Local Editorials

Our view: Thumbs-down to gag order in AJ Freund case is a bad idea

Prayer cards for AJ Freund, 5, sit on a table next to the visitor guestbook at Davenport Funeral Home on Friday, May 3, 2019 in Crystal Lake.
Prayer cards for AJ Freund, 5, sit on a table next to the visitor guestbook at Davenport Funeral Home on Friday, May 3, 2019 in Crystal Lake.

Thumbs-down: To attorneys who are trying to seek a gag order in the AJ Freund case. We need more transparency from the McHenry County court system, not less. Andrew Freund and JoAnn Cunningham pleaded not guilty Friday to first-degree murder charges and other allegations tied to their 5-year-old son’s death. Public defenders asked for the judge to issue a gag order barring investigators and attorneys from speaking to the media. The judge hasn’t ruled on the matter yet – but barring any kind of public access to the case would be a mistake. Sealing documents and banning cameras and reporters from the courtroom does not serve the public. Everyone deserves to know the details of the case so we can learn from it.

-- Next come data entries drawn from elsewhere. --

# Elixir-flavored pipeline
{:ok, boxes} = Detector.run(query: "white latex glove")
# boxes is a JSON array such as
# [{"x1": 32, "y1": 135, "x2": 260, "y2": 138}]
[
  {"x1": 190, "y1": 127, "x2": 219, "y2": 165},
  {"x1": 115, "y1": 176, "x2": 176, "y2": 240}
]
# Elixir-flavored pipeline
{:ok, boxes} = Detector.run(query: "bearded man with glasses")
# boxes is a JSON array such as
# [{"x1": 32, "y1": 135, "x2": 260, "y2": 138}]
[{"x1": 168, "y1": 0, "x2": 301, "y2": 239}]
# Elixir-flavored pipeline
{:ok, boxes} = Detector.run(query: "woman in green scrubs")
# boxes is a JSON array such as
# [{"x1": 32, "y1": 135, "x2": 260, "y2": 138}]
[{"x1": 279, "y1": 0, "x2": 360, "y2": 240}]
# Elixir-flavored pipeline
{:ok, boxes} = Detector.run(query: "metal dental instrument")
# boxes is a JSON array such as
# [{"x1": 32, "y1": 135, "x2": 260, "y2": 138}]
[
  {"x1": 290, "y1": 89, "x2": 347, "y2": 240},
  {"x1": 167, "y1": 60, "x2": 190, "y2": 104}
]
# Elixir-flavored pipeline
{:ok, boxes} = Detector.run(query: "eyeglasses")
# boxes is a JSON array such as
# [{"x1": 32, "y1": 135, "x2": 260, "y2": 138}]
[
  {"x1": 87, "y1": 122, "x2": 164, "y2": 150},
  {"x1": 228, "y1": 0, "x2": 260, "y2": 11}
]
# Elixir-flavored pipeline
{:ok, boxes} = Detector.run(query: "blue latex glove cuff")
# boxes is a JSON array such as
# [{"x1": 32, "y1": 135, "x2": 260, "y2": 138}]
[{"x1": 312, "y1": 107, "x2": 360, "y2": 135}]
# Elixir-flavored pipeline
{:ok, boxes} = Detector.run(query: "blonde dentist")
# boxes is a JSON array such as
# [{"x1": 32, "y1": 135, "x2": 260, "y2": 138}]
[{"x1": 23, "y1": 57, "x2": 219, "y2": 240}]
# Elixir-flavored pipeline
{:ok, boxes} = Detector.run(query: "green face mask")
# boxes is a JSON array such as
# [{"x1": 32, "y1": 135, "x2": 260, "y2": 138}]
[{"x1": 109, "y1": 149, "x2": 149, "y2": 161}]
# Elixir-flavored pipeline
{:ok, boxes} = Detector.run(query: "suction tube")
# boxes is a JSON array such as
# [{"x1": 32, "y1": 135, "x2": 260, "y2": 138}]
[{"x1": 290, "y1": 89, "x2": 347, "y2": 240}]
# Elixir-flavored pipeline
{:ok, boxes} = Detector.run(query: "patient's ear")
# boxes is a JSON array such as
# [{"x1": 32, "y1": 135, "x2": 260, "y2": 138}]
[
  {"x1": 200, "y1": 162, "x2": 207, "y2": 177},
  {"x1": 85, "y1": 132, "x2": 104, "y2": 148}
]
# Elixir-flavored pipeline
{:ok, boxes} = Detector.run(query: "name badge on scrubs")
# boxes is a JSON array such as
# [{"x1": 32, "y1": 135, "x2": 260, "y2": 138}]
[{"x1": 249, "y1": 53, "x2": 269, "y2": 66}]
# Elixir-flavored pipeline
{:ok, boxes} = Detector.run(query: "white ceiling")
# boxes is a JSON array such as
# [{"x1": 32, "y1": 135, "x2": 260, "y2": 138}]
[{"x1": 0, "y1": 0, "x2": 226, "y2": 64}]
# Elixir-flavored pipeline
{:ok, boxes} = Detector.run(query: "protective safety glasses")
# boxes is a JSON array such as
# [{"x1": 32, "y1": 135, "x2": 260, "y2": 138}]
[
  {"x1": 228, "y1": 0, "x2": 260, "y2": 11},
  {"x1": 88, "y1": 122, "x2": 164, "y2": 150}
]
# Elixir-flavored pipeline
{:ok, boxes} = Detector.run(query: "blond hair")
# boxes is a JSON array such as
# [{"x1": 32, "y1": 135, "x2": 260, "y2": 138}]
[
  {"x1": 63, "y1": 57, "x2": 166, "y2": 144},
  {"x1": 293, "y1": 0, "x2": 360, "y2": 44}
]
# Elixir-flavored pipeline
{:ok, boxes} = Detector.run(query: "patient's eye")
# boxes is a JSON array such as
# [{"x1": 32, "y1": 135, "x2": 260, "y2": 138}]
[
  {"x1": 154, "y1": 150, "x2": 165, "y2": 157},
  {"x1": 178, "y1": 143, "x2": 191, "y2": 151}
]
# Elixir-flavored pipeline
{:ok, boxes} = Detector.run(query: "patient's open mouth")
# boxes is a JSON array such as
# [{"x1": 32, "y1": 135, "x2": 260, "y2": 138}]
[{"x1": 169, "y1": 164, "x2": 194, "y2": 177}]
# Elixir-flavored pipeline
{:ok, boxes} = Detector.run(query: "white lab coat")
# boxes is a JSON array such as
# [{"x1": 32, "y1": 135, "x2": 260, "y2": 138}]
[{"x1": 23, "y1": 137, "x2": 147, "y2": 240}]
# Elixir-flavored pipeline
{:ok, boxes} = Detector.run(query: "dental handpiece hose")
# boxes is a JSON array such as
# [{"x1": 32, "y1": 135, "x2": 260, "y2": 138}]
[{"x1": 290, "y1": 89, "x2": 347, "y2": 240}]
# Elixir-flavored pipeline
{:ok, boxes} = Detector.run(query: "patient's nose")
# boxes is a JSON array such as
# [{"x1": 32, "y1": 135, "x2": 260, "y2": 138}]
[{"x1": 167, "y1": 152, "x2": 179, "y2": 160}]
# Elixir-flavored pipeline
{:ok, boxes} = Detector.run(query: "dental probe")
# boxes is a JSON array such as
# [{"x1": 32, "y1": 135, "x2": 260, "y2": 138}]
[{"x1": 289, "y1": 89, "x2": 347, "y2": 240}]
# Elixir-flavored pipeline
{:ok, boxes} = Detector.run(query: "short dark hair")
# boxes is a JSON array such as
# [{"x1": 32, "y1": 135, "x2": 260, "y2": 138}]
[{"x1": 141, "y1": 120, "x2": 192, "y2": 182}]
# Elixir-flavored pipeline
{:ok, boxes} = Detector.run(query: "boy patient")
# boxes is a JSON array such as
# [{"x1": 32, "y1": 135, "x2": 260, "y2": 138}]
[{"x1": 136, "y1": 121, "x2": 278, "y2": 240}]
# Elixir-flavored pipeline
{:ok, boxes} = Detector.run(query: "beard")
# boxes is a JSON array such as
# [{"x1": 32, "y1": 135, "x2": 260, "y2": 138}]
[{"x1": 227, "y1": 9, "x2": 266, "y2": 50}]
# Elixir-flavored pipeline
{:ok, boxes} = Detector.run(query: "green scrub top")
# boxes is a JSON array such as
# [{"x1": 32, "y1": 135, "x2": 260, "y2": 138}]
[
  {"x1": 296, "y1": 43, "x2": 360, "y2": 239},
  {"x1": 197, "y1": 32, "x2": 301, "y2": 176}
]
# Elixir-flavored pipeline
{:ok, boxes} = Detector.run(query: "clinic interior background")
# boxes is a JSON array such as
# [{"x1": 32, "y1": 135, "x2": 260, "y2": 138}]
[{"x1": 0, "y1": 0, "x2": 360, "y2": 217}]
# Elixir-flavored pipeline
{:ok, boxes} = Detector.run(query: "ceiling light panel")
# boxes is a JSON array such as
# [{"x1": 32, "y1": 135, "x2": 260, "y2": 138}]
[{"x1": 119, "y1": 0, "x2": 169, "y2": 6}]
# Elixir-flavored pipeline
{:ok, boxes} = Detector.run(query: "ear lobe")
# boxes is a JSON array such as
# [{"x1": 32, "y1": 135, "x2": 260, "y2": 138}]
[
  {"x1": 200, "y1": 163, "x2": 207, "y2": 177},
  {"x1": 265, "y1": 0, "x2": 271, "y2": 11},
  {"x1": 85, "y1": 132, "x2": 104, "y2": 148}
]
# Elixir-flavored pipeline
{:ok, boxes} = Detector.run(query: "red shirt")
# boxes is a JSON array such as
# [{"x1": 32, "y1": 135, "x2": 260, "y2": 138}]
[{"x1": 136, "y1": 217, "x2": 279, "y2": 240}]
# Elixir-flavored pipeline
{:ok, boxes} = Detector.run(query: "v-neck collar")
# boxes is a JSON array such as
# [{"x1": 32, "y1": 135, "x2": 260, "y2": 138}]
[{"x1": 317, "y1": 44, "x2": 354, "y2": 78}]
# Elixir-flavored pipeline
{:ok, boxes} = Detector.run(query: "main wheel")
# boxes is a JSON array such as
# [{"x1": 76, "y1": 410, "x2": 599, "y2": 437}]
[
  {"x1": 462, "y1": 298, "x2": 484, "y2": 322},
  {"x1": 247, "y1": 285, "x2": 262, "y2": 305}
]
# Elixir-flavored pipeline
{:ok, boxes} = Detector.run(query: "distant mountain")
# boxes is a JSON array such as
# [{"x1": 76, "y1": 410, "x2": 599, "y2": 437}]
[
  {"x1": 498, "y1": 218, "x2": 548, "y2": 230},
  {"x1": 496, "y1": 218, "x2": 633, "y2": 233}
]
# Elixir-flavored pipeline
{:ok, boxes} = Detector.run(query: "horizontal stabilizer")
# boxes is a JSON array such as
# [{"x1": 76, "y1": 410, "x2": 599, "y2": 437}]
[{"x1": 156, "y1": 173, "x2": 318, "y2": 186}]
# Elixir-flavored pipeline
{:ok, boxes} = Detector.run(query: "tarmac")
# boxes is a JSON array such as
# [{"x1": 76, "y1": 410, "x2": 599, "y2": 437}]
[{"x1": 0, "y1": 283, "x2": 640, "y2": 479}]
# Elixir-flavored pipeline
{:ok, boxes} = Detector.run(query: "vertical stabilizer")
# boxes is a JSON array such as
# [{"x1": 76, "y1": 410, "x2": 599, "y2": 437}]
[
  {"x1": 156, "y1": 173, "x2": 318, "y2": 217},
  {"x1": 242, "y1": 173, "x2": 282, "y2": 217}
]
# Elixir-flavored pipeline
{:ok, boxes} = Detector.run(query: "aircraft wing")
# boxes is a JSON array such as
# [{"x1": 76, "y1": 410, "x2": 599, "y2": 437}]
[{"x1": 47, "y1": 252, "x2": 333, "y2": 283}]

Thumbs-up: To the Chicago Cubs for taking swift action this week to indefinitely ban a fan who appeared to flash a white power hand sign behind TV analyst Doug Glanville during Tuesday’s broadcast. The Cubs announced the ban in a statement Wednesday after a review of the fan’s social media accounts, according to Crane Kenney, the team’s president of business operations. “An individual seated behind Mr. Glanville used what appears to be an offensive hand gesture that is associated with racism,” Kenney said. “Such ignorant and repulsive behavior is not tolerated at Wrigley Field.” Racist behavior has no place in society, and we commend the Cubs for taking a public role in the discussion.

Thumbs-down: To the continued march toward more taxes and fees. This week, the Illinois Department of Revenue announced this week that Illinois collected $1.5 billion more than it expected in tax revenue in April. It also announced that they were increasing their projection for tax revenues the state would receive in the next fiscal year by about $800 million, largely because of improved economic conditions. More people are working and earning money both through wages as well as stock dividends and other forms of income. Although this is welcome news, it seems to have done little to slow the march toward plans to raise more tax revenue, be it from taxes on tobacco, plastic bags, gasoline, income tax changes or other means. In fact, this unexpected windfall is a tremendous gift, and one that should make it easier to produce a balanced budget with moderate spending cuts, rather than start a new fiscal year with a raft of tax and fee increases for Illinois residents.